Children’s park to be named after fallen officer
Officer Daniel Webster was the kind of person who wanted to build an obstacle course in his backyard.
More than one person said Friday that if Webster had survived the shooting that ended his life last year, he’d soon be “48 going on 12.”
So it was fitting, they said, that a new children’s park in the heart of his old beat — near Wyoming and Copper NE — will bear his name forever.
“Dan was such a big kid,” Michelle Carlino-Webster, his widow, said Friday during a news conference.
She joined Mayor Richard Berry, City Councilor Pat Davis and neighborhood and law-enforcement leaders Friday morning to celebrate the start of construction on a $5 million park — the first phase of which should be done in December. It will be called the Officer Daniel Webster Albuquerque Children’s Park.
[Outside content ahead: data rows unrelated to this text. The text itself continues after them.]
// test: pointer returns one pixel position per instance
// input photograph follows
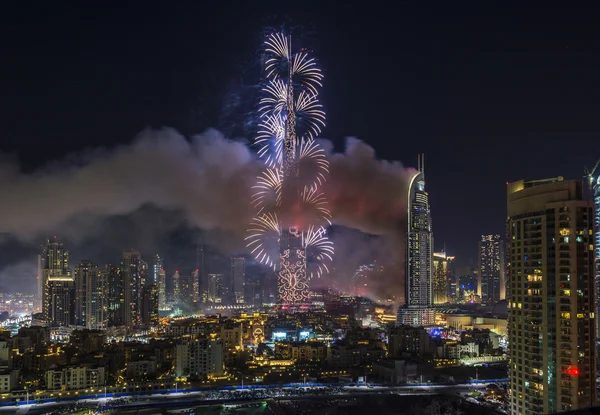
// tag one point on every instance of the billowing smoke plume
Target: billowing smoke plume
(204, 181)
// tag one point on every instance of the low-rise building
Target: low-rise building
(399, 371)
(74, 378)
(199, 358)
(140, 369)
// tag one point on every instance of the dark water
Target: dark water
(360, 405)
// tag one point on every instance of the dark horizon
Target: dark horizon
(489, 94)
“When we have an officer that is lost in the line of duty — who gives their life for us and our community — there is no way ever that we can pay back that debt of gratitude,” Berry said, but “we do the best we can.”
The park is unusual because it will be built with an eye
toward making children in wheelchairs or on the autism spectrum feel comfortable. A ramp will allow wheelchairs to roll to the top of the play structure, and there are little cubbies built for children who want a safe, small space.
The park will have a xylophone-like wall that allows kids to play music, and tactile areas with interesting things to touch.
“Children in wheelchairs may, for the first time in their lives, be able to look down instead of up into the apparatus,” said Barbara Taylor, Albuquerque’s director of parks and recreation.
The first phase will cost about $1.2 million, with funding from the voter-approved bond program, including discretionary money set aside for the district of Davis and his predecessor, Rey Garduño. Funding for the remaining phases hasn’t been identified yet.
“It’s going to be a unique park for some very special kids,” Davis said Friday. “There will be nothing like this in the city of Albuquerque.”
The land for the park, behind the old armory on Wyoming, was donated to the city by the federal government.
Webster, 47, an Army veteran, was shot during a traffic stop in October as he tried to handcuff a suspect near Central and Eubank. He died about a week later in the hospital.
The day after the shooting, prosecutors filed a criminal complaint charging Davon Lymon, 34, with being a felon in possession of a firearm in connection. He is awaiting trial.
Federal prosecutors want to present evidence that Lymon asked police officers to tell Webster’s family he was sorry and hoped Webster recovered.